Landscape has changed for higher-income individuals
Most individuals will pay federal income taxes for 2015 based on the same federal income tax rate brackets (10%, 15%, 25%, 28%, 33%, and 35%) that applied for 2013. The same goes for the maximum tax rate that generally applies to long-term capital gains and qualifying dividends (for those in the 10% or 15% marginal income tax brackets, a special 0% rate generally applies; for those in the 25%, 28%, 33%, and 35% brackets, a 15% maximum rate will generally apply).
Starting this year, however, a new 39.6% federal income tax rate applies if your taxable income exceeds $400,000 ($450,000 if married filing jointly, $225,000 if married filing separately, $425,000 if filing as head of household). If your income crosses that threshold, you'll also be subject to a new 20% maximum tax rate on long-term capital gains and qualifying dividends.
You could see a difference even if your income doesn't reach that level.
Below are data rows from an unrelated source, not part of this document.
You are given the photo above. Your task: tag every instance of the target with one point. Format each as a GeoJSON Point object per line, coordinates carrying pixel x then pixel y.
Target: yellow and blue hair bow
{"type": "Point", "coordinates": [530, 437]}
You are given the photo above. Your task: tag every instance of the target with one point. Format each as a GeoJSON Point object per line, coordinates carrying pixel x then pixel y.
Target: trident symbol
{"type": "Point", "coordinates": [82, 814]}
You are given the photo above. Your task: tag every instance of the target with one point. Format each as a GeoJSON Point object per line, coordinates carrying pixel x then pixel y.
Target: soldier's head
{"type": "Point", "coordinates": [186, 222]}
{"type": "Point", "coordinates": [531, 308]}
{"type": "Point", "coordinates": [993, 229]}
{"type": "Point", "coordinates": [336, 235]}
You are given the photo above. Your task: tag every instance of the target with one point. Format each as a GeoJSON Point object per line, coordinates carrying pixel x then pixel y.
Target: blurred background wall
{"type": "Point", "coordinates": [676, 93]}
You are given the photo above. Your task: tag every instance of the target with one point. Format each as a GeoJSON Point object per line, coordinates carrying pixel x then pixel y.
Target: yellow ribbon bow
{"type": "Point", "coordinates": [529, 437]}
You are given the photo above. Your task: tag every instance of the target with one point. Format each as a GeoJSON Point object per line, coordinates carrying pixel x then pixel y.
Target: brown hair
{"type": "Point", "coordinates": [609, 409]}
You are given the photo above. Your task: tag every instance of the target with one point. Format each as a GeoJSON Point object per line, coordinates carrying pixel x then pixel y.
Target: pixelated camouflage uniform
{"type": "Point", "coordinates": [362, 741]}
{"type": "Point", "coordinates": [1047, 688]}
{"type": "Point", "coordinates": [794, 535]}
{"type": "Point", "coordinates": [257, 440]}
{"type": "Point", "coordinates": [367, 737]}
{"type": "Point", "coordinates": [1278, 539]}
That's because, if your adjusted gross income (AGI) is more than $250,000 ($300,000 if married filing jointly, $150,000 if married filing separately, $275,000 if filing as head of household), your personal and dependency exemptions may be phased out this year, and your itemized deductions may be limited.
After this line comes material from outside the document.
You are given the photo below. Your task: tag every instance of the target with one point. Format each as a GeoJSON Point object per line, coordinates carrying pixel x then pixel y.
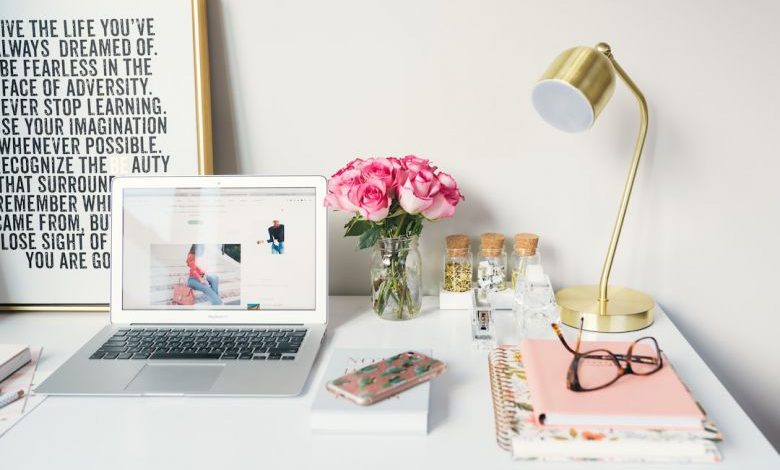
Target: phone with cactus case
{"type": "Point", "coordinates": [382, 379]}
Two new Medicare taxes need to be accounted for this year as well. If your wages exceed $200,000 this year ($250,000 if married filing jointly or $125,000 if married filing separately), the hospital insurance (HI) portion of the payroll tax--commonly referred to as the Medicare portion--is increased by 0.9%. Also, a new 3.8% Medicare contribution tax now generally applies to some or all of your net investment income if your modified adjusted gross income exceeds those dollar thresholds.